Management: Given the mission critical nature of guiding vehicles and power generation systems Management systems should run on a Trusted Computing platform. Software processes like machine learning and administrative control should all run in their own Secure Enclave to mitigate self-propagating malware and inside attacks. Another issue with machine learning systems is their ability to determine data which has been purposely remove. For example traffic systems could easily determine who the owner of a vehicle is and their travel patterns even after the Privacy Gateway removed the driver’s image and license plate from the HD camera feed. Thus all analytics will need to be stored in a separate Secure Enclave the PII stripped off (again).
Data Validation: To ensure that corrupted data does not makes its way into a Blockchain market a Data Validation Gateway is required. This would be similar to the monitoring system stock markets now use to detect unusual trading activity however their logic would have to be expanded to handle the wide array of products and services in a Smart City exchange. Thus homes with Smart Appliances that like to buy expensive services will need to have their activity monitored by a Data Validation Gateway.
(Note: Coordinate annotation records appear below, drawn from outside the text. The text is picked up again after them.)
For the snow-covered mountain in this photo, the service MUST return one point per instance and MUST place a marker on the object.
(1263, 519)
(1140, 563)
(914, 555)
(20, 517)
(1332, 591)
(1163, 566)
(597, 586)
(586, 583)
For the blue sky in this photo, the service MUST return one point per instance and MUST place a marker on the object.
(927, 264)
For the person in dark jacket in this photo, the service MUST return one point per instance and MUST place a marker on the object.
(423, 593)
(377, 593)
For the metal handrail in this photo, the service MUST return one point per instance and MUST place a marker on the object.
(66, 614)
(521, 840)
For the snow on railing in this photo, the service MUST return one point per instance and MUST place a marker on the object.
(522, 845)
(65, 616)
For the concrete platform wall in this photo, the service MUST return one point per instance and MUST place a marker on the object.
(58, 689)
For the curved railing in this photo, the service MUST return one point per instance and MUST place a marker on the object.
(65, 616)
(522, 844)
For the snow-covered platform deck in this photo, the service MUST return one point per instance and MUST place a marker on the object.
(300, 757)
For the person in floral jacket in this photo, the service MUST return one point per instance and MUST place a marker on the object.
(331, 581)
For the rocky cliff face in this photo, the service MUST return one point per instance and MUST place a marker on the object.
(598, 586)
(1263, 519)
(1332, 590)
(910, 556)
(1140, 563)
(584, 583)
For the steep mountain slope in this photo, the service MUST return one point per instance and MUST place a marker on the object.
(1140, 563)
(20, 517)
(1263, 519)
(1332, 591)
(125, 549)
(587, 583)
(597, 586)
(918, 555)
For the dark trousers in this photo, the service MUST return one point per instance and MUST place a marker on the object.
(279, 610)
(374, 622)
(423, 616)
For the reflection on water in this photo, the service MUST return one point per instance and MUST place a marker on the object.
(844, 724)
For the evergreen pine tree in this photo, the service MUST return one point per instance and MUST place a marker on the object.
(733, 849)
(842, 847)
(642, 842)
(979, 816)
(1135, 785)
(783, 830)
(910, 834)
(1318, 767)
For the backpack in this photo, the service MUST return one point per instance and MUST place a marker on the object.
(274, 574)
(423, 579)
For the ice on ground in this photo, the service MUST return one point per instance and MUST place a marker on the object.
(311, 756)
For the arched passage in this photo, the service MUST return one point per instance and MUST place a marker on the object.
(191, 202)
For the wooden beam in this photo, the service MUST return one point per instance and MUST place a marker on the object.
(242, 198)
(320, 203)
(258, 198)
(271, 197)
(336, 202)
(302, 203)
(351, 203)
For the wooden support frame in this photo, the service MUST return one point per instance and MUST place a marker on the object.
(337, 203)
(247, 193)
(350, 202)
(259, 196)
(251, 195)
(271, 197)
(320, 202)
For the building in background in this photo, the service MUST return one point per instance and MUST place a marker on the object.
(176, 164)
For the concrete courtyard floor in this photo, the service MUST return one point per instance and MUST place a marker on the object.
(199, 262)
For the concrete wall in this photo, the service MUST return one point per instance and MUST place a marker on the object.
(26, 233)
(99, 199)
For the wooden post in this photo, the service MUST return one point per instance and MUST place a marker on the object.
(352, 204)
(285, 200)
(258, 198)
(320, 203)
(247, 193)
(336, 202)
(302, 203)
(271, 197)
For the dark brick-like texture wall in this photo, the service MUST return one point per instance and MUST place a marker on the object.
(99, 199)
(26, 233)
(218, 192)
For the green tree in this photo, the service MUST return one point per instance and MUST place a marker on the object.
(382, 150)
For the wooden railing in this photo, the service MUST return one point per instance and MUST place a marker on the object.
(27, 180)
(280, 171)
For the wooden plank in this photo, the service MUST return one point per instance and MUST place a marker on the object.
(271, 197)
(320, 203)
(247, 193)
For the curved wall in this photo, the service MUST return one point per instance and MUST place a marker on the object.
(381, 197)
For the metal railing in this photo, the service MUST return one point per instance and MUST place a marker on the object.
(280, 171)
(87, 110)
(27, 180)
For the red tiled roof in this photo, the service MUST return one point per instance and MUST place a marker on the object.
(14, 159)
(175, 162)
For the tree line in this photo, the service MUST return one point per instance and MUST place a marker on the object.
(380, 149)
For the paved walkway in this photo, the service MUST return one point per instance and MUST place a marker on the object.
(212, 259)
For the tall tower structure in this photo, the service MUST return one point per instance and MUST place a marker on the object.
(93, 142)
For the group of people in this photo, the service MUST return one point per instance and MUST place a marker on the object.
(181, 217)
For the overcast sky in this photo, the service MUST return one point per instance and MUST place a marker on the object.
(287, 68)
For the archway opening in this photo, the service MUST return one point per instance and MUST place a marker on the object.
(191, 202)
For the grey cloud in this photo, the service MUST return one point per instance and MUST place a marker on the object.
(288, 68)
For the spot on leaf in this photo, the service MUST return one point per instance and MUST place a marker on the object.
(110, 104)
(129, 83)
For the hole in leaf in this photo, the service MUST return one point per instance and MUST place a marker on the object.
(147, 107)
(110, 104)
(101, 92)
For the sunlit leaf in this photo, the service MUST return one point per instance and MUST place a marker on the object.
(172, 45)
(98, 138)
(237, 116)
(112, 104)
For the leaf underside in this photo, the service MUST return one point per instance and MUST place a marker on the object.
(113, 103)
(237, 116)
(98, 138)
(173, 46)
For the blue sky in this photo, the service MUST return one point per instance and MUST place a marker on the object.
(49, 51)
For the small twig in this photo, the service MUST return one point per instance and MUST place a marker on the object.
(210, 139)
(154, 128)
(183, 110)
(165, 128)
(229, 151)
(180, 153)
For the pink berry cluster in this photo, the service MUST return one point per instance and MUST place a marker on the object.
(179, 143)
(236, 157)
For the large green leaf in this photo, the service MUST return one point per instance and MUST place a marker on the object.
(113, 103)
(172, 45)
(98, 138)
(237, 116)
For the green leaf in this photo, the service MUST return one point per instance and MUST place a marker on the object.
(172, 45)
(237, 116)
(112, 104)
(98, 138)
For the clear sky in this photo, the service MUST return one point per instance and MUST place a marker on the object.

Market: Bitcoin made it’s mark as an anonymous cryptocurrency. Unfortunately anonymous trading is not what we want when it comes to managing energy and transportation trading. Thus secure digital wallets with strong authentication (ideally implemented in a Trusted Computing platform) combined with authorized trading limits will be critical for efficient market operation.
Whether we utilize a framework like the one presented or develop a new one, a comprehensive cybersecurity strategy is critical. Congress must mandate a minimum cybersecurity standards for Smart Cities before large scale deployment happens.